Нора увидела, что Виктор бросил на жену многозначительный взгляд и что Деирдре покраснела. Миссис Фортнэм надеялась, что Виктор объяснит это исключительно намеком на уроки верховой езды, которые его жена давала своему конюху, а не существованием каких-то других тайн.

— Но тогда он… Значит, он сейчас на свободе, — пробормотала Деирдре, ни о чем не думая.

— И можно с уверенностью сказать, что он сейчас сидит у ног «Черного мессии» Макандаля! — возмущенно воскликнул Жак Дюфрен. — Одним грабителем и убийцей стало больше!

— Но, однако, давайте оставим эту неприятную тему! — приказала Луиза Дюфрен.

Нора мысленно поблагодарила ее. До сих пор, очевидно, никто не заметил, как сильно это известие взволновало Деирдре. Молодая женщина то краснела, то бледнела и почти не притрагивалась к еде.

— Это очень нехорошо, Жак, если ты всегда так будешь возмущаться, — продолжала Луиза. — А ты, Жером, не должен волновать Иветту. У нее и без того достаточно хлопот с ребенком.
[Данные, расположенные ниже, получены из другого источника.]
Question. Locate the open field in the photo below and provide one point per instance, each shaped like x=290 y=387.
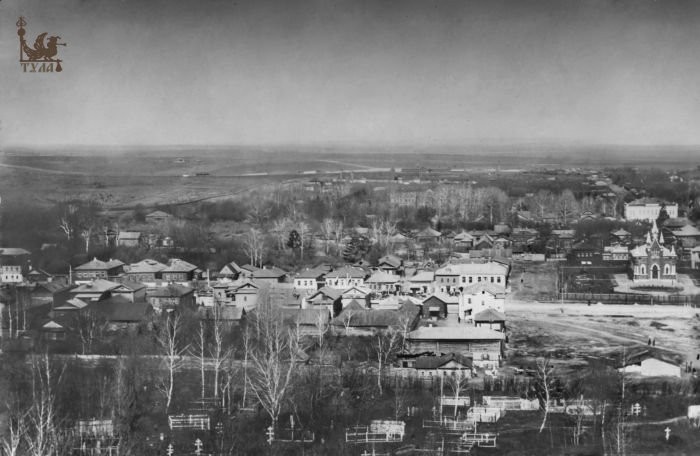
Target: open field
x=577 y=331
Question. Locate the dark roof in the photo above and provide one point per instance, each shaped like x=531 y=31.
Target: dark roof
x=435 y=362
x=120 y=309
x=382 y=318
x=269 y=273
x=171 y=291
x=489 y=315
x=306 y=317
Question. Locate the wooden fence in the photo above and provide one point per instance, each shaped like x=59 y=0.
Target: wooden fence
x=631 y=298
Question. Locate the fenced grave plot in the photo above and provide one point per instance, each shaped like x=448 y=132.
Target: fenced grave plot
x=377 y=431
x=511 y=403
x=484 y=414
x=481 y=439
x=96 y=447
x=196 y=422
x=294 y=435
x=449 y=425
x=452 y=401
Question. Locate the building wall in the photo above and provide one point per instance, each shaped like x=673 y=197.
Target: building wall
x=648 y=211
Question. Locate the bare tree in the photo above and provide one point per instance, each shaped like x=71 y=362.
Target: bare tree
x=273 y=359
x=199 y=352
x=386 y=345
x=168 y=339
x=41 y=435
x=545 y=381
x=90 y=328
x=219 y=353
x=254 y=246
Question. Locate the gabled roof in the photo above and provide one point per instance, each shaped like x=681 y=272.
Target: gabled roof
x=306 y=317
x=232 y=266
x=146 y=266
x=383 y=277
x=99 y=265
x=477 y=288
x=310 y=274
x=429 y=232
x=72 y=304
x=129 y=285
x=171 y=291
x=332 y=293
x=435 y=362
x=120 y=309
x=687 y=230
x=423 y=276
x=390 y=260
x=455 y=333
x=96 y=286
x=178 y=265
x=130 y=235
x=492 y=267
x=158 y=214
x=351 y=272
x=361 y=317
x=621 y=233
x=13 y=251
x=269 y=273
x=489 y=315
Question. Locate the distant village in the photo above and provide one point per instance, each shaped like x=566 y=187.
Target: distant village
x=430 y=298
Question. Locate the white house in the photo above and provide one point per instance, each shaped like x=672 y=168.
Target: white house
x=648 y=209
x=346 y=277
x=11 y=274
x=479 y=297
x=456 y=277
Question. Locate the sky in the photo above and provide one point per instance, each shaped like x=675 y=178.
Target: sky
x=247 y=72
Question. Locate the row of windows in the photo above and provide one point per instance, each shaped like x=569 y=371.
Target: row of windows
x=471 y=279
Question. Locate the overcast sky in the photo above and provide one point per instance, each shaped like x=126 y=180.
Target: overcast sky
x=169 y=72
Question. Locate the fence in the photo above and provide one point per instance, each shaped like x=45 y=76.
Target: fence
x=632 y=298
x=377 y=431
x=510 y=403
x=448 y=424
x=484 y=414
x=200 y=422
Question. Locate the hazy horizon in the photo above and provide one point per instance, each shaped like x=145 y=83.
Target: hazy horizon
x=355 y=73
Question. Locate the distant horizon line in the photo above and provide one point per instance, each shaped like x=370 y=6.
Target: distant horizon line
x=346 y=145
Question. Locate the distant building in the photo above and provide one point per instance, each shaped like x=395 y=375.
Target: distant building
x=648 y=209
x=653 y=263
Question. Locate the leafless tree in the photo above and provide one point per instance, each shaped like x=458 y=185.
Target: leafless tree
x=41 y=433
x=219 y=353
x=254 y=246
x=199 y=350
x=168 y=339
x=273 y=359
x=90 y=328
x=457 y=383
x=386 y=345
x=545 y=381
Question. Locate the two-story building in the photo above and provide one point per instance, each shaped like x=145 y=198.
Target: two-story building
x=454 y=278
x=97 y=269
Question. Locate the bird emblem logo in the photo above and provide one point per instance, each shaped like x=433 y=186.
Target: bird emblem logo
x=43 y=55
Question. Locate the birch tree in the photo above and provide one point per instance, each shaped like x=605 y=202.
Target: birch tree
x=172 y=351
x=545 y=381
x=273 y=359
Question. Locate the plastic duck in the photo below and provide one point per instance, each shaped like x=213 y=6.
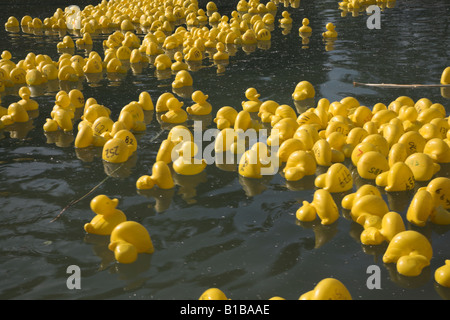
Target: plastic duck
x=305 y=28
x=303 y=90
x=201 y=106
x=438 y=150
x=175 y=114
x=328 y=289
x=225 y=117
x=336 y=179
x=161 y=177
x=116 y=150
x=442 y=274
x=422 y=166
x=411 y=251
x=213 y=294
x=182 y=79
x=299 y=164
x=253 y=104
x=330 y=33
x=323 y=206
x=186 y=164
x=107 y=216
x=371 y=164
x=128 y=239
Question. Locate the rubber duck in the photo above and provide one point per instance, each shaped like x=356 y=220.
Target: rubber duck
x=161 y=177
x=187 y=164
x=328 y=289
x=305 y=28
x=253 y=103
x=213 y=294
x=438 y=150
x=391 y=224
x=442 y=274
x=411 y=251
x=299 y=164
x=371 y=164
x=336 y=179
x=225 y=117
x=323 y=205
x=175 y=114
x=201 y=106
x=182 y=79
x=107 y=215
x=303 y=90
x=116 y=150
x=128 y=239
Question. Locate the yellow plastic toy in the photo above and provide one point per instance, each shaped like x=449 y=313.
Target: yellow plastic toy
x=442 y=274
x=161 y=177
x=107 y=215
x=213 y=294
x=186 y=164
x=422 y=166
x=331 y=32
x=182 y=79
x=328 y=289
x=323 y=205
x=128 y=239
x=305 y=28
x=303 y=90
x=411 y=251
x=438 y=150
x=253 y=103
x=201 y=106
x=175 y=114
x=299 y=164
x=337 y=179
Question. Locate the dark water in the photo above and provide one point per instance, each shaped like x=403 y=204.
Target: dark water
x=219 y=230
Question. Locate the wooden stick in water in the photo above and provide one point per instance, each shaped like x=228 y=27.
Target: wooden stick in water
x=392 y=85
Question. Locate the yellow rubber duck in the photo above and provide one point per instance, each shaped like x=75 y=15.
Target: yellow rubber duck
x=201 y=106
x=128 y=239
x=299 y=164
x=411 y=251
x=323 y=206
x=442 y=274
x=107 y=215
x=213 y=294
x=175 y=114
x=328 y=289
x=225 y=117
x=182 y=79
x=253 y=103
x=303 y=90
x=161 y=177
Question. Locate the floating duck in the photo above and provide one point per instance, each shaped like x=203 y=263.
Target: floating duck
x=107 y=215
x=253 y=104
x=330 y=33
x=299 y=164
x=305 y=28
x=213 y=294
x=128 y=239
x=182 y=79
x=336 y=179
x=161 y=177
x=303 y=90
x=442 y=274
x=175 y=114
x=411 y=251
x=201 y=107
x=323 y=205
x=328 y=289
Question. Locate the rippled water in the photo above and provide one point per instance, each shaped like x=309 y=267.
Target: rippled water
x=218 y=230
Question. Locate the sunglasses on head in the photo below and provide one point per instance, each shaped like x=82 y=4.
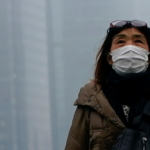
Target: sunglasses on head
x=122 y=23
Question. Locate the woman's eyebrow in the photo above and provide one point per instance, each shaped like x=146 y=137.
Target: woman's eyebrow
x=139 y=36
x=120 y=36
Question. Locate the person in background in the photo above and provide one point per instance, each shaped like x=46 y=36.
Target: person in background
x=119 y=91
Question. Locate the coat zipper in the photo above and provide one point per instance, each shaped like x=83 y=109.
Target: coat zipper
x=144 y=139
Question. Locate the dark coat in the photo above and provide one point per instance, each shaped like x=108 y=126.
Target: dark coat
x=95 y=125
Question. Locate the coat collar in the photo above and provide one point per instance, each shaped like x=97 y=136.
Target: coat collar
x=92 y=95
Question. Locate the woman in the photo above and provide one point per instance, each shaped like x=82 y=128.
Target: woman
x=119 y=91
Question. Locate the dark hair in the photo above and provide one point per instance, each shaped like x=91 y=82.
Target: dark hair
x=101 y=66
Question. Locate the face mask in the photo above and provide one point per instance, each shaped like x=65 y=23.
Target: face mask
x=129 y=60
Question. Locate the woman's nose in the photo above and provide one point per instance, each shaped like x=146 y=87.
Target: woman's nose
x=130 y=42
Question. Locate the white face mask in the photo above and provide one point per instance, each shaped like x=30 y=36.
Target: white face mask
x=129 y=59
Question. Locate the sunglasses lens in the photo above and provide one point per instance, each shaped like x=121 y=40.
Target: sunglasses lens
x=138 y=23
x=118 y=23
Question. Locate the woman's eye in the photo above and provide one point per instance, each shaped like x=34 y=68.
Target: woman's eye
x=120 y=42
x=138 y=41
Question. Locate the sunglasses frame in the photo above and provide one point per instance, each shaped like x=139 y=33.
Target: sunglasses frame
x=127 y=22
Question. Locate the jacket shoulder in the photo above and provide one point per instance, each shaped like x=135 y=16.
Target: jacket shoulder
x=88 y=90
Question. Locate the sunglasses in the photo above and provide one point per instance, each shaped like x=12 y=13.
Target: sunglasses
x=122 y=23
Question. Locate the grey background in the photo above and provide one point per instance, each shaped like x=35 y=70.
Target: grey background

Губернатор уже обещал быть на крестинах?

Нора наблюдала за дочерью, в то время как Дюфрены обсуждали список гостей, приглашенных на праздник на следующий день. Деирдре довольно быстро снова взяла себя в руки. Она, казалось, вздохнула с облегчением, и Нора в какой-то степени разделяла это чувство. Она тоже хотела, чтобы Джеф был свободным, хотя и испытывала огромное беспокойство из-за того, что не знала, как он этим воспользуется.

Позже во время конной прогулки Виктор сказал Деирдре и Фортнэмам, что больше всего беспокоился о Бонни. Он, казалось, думал то же, что и Амали, которая также ничего не рассказала слугам в доме Дюфренов.

— Нам все же придется сообщить об этом Бонни, — подумал Виктор вслух. — Даже если существует опасность того, что она снова побежит за ним следом.